In another systematic review of the published literature, 54 trials were analyzed by Sherrington et al.(3), and found that exercise was the single best intervention to prevent falls.  This study noted that the exercise program must challenge the balance and improve muscle strength through resistance training.  The exercise program should be progressive and individualized to the client’s needs and limitations.

The main learning points of these research reviews are that the exercise programs must be tailored to individual limitations.  If the client has limited strength in their hip flexors and trunk, then they will not be able to properly elicit a hip strategy to maintain balance.  Therefore, the exercise program should focus on strengthening those areas of weakness.  In addition, the client’s balance improves, you will need to progress the difficulty of the exercise for continued improvement.  These strategies all seem like common sense to an experienced clinician.  However, sometimes patient’s need to see the proof that therapy can improve their safety and independence as they age.

As therapists, we must be our own advocates.  The physical therapist is a vital component of the healthcare team.  We are the most capable healthcare experts to reduce the risk of falls in aging adults, through a thorough evaluation and treatment plan.  We should empower our clients with a comprehensive and easy to follow home exercise program, in order to further improve their confidence and independence after completion of physical therapy.  So, next time you have a client that is not a believer, show him the evidence that exercise truly does reduce fall risk.

Utilization of outcome measurement tools, functional mobility tasks and simple examination components such as single leg balance, and tandem stance are excellent means of demonstrating improvement in physical performance and reduced fall risk.  Through utilization of bestPT software, we can easily document objective measures and compare pre and post intervention outcomes.  These improvements can be easily faxed, printed and shared with our clients and their other healthcare providers.  You will be able to turn skeptics into therapy believers.

Disclaimer: For HIPAA compliance, all characters appearing in this post are fictitious. Any resemblance to actual persons or actual events is purely coincidental.

  1. Gillespie LD, Robertson MC, Gillespie WJ, Lamb SE, Gates S, Cumming RG, Rowe BH. Interventions for preventing falls in older people living in the community.
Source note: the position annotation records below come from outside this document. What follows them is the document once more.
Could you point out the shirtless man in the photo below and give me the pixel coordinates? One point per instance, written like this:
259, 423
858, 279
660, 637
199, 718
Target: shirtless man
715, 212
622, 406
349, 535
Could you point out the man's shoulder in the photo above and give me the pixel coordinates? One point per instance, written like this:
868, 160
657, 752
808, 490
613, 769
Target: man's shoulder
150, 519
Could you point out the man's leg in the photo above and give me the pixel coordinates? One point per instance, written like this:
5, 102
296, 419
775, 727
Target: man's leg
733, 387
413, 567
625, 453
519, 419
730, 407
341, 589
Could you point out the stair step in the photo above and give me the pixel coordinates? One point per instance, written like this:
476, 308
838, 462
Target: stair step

Cochrane Database Syst Rev. 2009 Apr 15;(2): CD007146.
  2. Powers C, Farrokhi S, Moreno J. Can exercise reduce the incidence of falls in the elderly, and, if so, what form of exercise is most effective? Physical Therapy. 2002 Nov vol 82; no 11; 1124-1130.
  3. Sherrington C, Tiedemann A, Fairhall N, Close JC, Lord SR. Exercise to prevent falls in older adults: an updated meta-analysis and best practice recommendations. N S W Public Health Bull. 2011 Jun;22(3-4): 78-83.